The time evolution of the chemical species is governed by the dimensionless system \begin{align} \dot{u}=\frac{\alpha_1}{1+v^{\beta}}-u\\ \dot{v}=\frac{\alpha_2}{1+u^{\gamma}}-v \end{align} where $u$ is the concentration of repressor 1 and $v$ is the concentration of repressor 2. $\alpha_1$ and $\alpha_2$ are the production rates dictated by the respective promoter, so that $v$ is produced at a maximal rate of $\alpha_2$ and $u$ at a maximal rate of $\alpha_1$. The ratios represent the well known Hill function for $K_m=1$ and $\beta$ and $\gamma$ are cooperativity coefficients. To analyse the model we first observe the nullclines by setting $\dot{x}=\dot{y}=0$, so we get \begin{align} u=\frac{\alpha_1}{1+v^{\beta}}\\ v=\frac{\alpha_2}{1+u^{\gamma}} \end{align} To see how the nullclines change throughout the four-dimensional parameterspace play with the paremeters $\alpha_1,\alpha_2,\beta, \gamma$. You can use Mathematica with the Manipulate command.

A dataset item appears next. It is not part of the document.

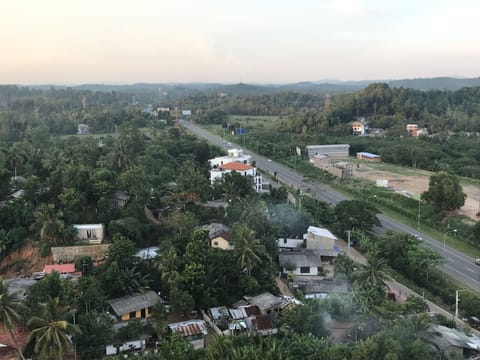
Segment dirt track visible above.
[353,164,480,221]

$u[\text{a1$\_$},\text{b$\_$}]\text{:=}\text{a1}/(1+v{}^{\wedge}b)$

$\text{uv}[\text{a2$\_$},\text{g$\_$}]\text{:=}((\text{a2}-v)/v){}^{\wedge}(1/g)$

$\text{Manipulate}[\text{Plot}[\{u[c,e],\text{uv}[d,f]\},\{v,0,10\},\text{PlotRange}\to \{\{0,10\},\{0,10\}\},\text{AxesLabel}\to \{v,u\},\text{AspectRatio}\to \text{Automatic}, \text{BaseStyle}\text{-$>$}\{\text{FontWeight}\text{-$>$}\text{Bold},\text{FontSize}\to 20\},\text{Ticks}\to \text{None}],\{c,1,10\},\{d,1,10\},\{e,2,10\},\{f,2,10\}]$

For equal parameters $\alpha_1=\alpha_2$ the phaseportrait as well as the nullclines are symmetric accross the median, there exists an unstable fixed point that pushes the trajectory to one of the stable fixed points similar to the Competitive Exclusion Model problem. Also analogous to the Competitive Exclusion Model problem is the stable manifold going through the unstable fixed point, separating two basins of attraction, one for the 'high' fixed point and one for the 'low' fixed point. As $\beta$ is increased the blue nullcline becomes more step-like (in fact for $\beta \rightarrow \infty$ the nullcline becomes a stepfunction). Making $\alpha_1$ smaller and smaller the fixed points coalesce to a semistable fixed point and finally disappear, leaving only the fixed point we called the 'low' state in the Biology summary.

This results explain, why the pIKE105 strain does not exhibit bistable behaviour. Since the strength of the pIKE105 RBS is too weak, $\alpha_1$ is so small that the nullclines don't intersect, except at the 'low' state like displayed in the rightmost nullcline picture above.